What's left is the service layer, here mostly transactional EJB service beans declared as
#javax.ejb.*
mostly #javax.ejb.Stateless. You can even annotate and use EJBs directly from JSF pages - though I'm not sure if this design is desirable. To reference (inject) any components annotated with #javax.ejb.*, e.g. #Stateless, prefer #Inject over #EJB as described here. (Probably an ancestor of this answer...)

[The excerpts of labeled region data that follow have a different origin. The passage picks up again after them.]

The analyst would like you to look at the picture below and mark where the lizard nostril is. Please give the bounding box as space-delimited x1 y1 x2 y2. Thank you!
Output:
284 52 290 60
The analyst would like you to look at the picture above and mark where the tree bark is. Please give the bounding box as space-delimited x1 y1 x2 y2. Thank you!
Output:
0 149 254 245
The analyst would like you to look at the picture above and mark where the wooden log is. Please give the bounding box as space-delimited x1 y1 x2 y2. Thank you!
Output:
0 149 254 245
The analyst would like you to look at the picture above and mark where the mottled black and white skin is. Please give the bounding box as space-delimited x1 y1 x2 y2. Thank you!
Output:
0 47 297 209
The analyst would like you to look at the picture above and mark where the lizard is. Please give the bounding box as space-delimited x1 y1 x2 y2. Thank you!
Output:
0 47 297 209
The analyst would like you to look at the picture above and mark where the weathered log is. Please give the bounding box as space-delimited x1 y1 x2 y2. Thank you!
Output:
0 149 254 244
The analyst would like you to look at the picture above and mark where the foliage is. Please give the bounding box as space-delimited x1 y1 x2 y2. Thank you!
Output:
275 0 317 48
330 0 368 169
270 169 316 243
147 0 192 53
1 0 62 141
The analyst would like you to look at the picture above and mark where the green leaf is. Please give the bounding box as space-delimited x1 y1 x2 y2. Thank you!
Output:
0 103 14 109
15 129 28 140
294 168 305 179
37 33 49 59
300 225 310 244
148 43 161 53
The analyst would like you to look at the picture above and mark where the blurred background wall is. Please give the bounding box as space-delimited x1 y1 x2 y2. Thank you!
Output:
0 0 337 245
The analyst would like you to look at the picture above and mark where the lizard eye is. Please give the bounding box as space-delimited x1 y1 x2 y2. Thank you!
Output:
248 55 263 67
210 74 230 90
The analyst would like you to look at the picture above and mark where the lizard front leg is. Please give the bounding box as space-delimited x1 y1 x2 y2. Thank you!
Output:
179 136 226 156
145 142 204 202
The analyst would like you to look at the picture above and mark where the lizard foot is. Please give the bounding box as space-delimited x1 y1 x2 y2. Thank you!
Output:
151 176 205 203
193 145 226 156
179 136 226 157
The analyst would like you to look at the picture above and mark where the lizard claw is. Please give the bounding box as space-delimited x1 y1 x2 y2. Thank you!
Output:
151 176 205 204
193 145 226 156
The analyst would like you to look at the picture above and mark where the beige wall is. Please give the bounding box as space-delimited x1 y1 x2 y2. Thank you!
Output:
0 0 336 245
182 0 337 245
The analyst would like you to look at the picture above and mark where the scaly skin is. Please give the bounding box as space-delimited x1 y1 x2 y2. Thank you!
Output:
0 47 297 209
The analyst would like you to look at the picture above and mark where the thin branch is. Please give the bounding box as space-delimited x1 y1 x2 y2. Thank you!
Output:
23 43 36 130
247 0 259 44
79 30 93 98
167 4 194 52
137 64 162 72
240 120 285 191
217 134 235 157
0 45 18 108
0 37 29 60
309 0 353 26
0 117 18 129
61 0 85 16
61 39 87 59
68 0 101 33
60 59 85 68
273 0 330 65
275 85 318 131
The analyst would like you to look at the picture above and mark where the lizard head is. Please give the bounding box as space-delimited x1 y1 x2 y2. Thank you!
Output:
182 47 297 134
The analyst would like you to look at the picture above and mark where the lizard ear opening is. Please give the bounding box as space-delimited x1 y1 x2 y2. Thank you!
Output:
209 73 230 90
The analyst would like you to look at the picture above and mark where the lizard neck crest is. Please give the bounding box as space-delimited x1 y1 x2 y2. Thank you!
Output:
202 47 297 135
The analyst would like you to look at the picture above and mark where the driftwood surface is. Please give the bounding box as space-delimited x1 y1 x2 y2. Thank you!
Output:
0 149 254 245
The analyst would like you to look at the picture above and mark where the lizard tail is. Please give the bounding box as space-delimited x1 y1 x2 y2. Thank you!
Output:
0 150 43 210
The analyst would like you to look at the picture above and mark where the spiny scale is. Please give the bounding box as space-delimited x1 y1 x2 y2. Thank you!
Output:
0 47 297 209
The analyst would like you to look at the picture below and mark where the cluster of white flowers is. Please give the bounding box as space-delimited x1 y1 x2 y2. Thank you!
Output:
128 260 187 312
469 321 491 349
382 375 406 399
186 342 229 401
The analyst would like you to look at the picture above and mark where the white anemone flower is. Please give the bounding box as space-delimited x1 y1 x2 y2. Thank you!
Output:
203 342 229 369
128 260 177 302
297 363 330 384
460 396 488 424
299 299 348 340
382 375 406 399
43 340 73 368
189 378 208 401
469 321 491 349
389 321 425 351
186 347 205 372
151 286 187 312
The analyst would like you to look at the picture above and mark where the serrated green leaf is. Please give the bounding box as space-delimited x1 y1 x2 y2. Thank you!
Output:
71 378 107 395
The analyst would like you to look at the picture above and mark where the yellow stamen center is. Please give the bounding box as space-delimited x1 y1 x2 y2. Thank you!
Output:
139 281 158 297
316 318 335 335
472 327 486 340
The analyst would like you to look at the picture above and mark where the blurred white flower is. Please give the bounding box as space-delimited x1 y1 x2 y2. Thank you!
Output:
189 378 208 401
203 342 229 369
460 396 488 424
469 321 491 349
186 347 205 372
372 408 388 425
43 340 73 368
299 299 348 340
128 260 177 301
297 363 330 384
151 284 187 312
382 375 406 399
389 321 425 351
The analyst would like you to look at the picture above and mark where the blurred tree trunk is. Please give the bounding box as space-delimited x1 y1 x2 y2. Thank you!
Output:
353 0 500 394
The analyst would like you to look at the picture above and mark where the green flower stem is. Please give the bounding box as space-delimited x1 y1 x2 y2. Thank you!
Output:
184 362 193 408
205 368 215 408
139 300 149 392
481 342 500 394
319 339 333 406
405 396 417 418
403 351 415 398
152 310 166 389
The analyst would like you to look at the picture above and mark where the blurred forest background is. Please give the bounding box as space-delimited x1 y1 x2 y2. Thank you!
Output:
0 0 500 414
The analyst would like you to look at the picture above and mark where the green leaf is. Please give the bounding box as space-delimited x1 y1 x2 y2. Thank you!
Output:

Finally, a very nice overview of Java EE 6 annotations can be found here:
http://www.physics.usyd.edu.au/~rennie/javaEEReferenceSheet.html
Note: the above info is not from an expert, but simply my own take/sight from a newcomers perspective on this ridiculously confusing Java EE 6 annotations spaghetti. More insight has yet to be developed. I hope this answer can endure to be a general, practical answer to this confusion - even though it has gone a little overboard in the context of the original question.
As i Just read in the Weld Reference (p. 12), #ManagedBean is now superflous:
You can explicitly declare a managed
bean by annotating the bean class
#ManagedBean, but in CDI you don't
need to. According to the
specification, the CDI container
treats any class that satisfies the
following conditions as a managed
bean:
It is not a non-static inner class. It is a concrete class, or is
annotated #Decorator.
It is not annotated with an EJB component-defining annotation or
declared as an EJB bean class in
ejb-jar.xml.
It does not implement javax.enterprise.inject.spi.Extension.
It has an appropriate constructor—either:
the class has a constructor with no parameters, or
the class declares a constructor annotated #Inject.